Les investissements doivent être rendus possibles par la «collaboration entre les secteurs privé et public». Mais ils doivent être accompagnés par une analyse économique minutieuse, une responsabilité sociale et une utilisation différente des instruments économiques disponibles. Nicholas Stern précise: «nous devrons revoir notre approche de la géographie économique et examiner l'économie et la dynamique du changement des systèmes, y compris dans les villes et les territoires. Heureusement, nos jeunes économistes commencent à envisager ces questions sous un angle nouveau, mais je crains que notre profession, surtout au niveau des cadres supérieurs, ne soit trop conservatrice pour changer au rythme requis».
L'émergence d'une nouvelle génération de responsables
Un changement de cap substantiel nécessite des dirigeants appropriés et des stratégies claires. En ce sens, une forte impulsion peut venir de la jeune génération: «une partie du leadership nécessaire peut provenir des mouvements de jeunesse, des organisations non gouvernementales et des responsables religieux», soutient Nicholas Stern, ajoutant que le Pape et d'autres responsables religieux ont été très clairs et fermes. François, par exemple, a déclaré que «si nous détruisons la création, la création nous détruira».

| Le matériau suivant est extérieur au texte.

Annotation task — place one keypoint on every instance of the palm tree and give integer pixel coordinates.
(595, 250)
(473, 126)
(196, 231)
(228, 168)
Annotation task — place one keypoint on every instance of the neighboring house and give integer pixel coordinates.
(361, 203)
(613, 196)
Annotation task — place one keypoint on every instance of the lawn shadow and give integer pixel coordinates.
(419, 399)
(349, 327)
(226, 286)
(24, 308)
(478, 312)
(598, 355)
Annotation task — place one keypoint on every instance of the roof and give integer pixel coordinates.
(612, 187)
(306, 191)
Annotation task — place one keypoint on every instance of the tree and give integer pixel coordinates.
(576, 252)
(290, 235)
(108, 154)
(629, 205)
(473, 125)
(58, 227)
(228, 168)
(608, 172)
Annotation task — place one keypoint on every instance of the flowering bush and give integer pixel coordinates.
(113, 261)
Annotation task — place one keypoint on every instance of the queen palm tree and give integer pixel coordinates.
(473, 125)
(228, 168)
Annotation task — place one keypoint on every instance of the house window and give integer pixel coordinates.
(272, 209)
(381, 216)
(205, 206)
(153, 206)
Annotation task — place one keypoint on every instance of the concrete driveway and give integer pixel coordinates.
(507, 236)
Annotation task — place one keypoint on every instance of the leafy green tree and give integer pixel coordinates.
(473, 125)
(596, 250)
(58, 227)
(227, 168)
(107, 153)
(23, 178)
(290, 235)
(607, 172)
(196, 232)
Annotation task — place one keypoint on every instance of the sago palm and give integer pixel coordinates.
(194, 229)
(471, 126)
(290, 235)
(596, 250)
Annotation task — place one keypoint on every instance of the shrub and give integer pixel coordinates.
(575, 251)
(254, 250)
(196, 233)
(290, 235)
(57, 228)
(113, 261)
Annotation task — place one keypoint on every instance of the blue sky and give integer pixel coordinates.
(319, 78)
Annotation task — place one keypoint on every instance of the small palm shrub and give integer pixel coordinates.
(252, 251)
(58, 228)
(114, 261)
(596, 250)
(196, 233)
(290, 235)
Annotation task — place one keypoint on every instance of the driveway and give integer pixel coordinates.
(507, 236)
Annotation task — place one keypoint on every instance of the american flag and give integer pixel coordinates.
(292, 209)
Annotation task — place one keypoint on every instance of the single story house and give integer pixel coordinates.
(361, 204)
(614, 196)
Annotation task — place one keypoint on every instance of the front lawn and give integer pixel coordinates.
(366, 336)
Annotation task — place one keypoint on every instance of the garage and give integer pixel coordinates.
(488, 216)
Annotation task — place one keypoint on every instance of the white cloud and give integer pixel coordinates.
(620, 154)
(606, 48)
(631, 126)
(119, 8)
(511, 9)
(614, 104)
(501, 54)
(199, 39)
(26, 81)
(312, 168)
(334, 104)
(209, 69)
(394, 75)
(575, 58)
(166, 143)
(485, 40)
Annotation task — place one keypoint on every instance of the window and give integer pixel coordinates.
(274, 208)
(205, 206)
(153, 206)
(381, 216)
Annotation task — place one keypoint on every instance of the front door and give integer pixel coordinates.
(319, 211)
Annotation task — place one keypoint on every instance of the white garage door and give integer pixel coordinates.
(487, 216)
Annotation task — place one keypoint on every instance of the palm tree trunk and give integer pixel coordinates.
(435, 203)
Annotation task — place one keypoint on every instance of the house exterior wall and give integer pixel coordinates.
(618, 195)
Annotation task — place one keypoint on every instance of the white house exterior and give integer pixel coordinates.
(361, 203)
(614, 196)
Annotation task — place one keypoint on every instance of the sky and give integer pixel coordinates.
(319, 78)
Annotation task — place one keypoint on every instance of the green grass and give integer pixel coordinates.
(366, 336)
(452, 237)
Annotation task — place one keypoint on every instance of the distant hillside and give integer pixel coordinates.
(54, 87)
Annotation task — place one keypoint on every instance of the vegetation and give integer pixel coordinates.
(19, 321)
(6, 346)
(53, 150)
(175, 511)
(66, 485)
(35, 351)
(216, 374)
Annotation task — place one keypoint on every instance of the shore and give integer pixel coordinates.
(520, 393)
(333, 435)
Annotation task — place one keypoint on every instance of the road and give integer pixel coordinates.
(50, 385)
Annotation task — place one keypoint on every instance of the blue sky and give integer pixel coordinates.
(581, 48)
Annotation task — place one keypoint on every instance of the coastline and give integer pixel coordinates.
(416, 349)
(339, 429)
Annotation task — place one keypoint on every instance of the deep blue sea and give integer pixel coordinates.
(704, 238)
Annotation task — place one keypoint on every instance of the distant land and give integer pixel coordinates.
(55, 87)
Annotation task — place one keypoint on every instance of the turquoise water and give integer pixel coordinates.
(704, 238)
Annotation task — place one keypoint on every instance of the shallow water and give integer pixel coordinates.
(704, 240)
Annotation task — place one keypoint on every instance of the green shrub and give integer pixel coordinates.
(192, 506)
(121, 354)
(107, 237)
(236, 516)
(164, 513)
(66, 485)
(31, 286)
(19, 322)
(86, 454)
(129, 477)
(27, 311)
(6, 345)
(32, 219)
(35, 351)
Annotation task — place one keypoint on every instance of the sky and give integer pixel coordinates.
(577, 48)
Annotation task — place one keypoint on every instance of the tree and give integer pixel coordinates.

D'où l'appel de l’économiste britannique: «nous avons effectivement une nouvelle histoire de croissance devant nous, mais nous devons agir rapidement et énergiquement pour y parvenir. Notre travail, en tant qu'analystes et universitaires, est de plaider en faveur de l'action et de nous engager directement, aussi clairement que possible, auprès des décideurs politiques et du grand public. Cela peut et doit être au cÅ“ur de notre travail pour transformer ce que nous pouvons faire en ce que nous allons faire». «Je pense que l'Europe, première grande région à agir sur le climat, peut et doit être un leader dans cette action internationale», a encore commenté Nicholas Stern.